In this study of mainly indigent South African women, SLE is associated with complex, chronic and challenging life experiences. The chronic relapsing and unpredictable nature of the disease, poor understanding and acceptance of SLE, compounded by a background of poverty, inadequate social support structures, negatively impact on a range of personal, social and vocational daily life experiences. Improved access to psychosocial services and SLE education might result in better outcomes.
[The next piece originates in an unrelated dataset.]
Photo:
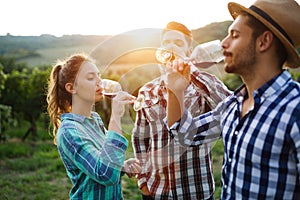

(Ethics Project identification code: 275/2016 and M160633 registered 10 & 29 August 2016).
系统性红斑狼疮(SLE)常对健康相关生活质量(HRQoL)产生深远的负面影响。在撒哈拉以南非洲地区缺乏任何定性研究的情况下,我们进行了一项研究,以探索南非 SLE 患者的生活体验、看法和未满足的需求。
25 名 SLE 女性同意参与研究。她们接受了个体深入访谈,探讨了她们的身体问题、心理健康、性健康和生育能力。使用 NVivo 软件进行分析。
参与者要么是黑人血统,要么是混合种族血统,主要是贫困人群,只有四分之一的人有全职工作。疼痛是最常见的抱怨,严重影响了日常生活活动(ADL)、家庭期望、社交生活、睡眠和亲密关系。大多数参与者表示存在疲劳问题,许多人认为他们的疲劳被误解为“仅仅是懒惰”。这种恶性疲劳对 ADL 的许多方面都有负面影响,包括照顾家属、工作的可持续性和性健康。所有参与者都经历了情绪低落,常常伴有自杀意念。许多人在生育和育儿方面遇到困难,在许多情况下,医疗保健提供者的悲观态度加剧了这些困难,导致困惑和抑郁。狼疮相关脱发、皮疹和皮质类固醇引起的体重波动导致的身体畸形是一个主要问题。这些变化常常影响自我形象和性欲,导致人际关系紧张。参与者采用的应对机制包括强烈的精神信仰、“度过困难时期”以及使用替代疗法来缓解症状。参与者的家人和社区对 SLE 的理解有限,加上疾病的不可预测性,加剧了沮丧和社会排斥。对大多数人来说,有限的收入、缺乏基本服务、家庭依赖以及合并疾病(如人类免疫缺陷病毒(HIV))加剧了日常 SLE 的负面影响。
在这项对主要是贫困的南非女性的研究中,SLE 与复杂、慢性和具有挑战性的生活体验相关。疾病的慢性复发和不可预测的性质、对 SLE 的理解和接受程度差,加上贫困、社会支持结构不足的背景,对个人、社会和职业日常生活体验的多个方面产生负面影响。改善获得心理社会服务和 SLE 教育的机会可能会带来更好的结果。
(伦理项目识别码:275/2016 年,M160633 于 2016 年 8 月 10 日和 29 日注册)。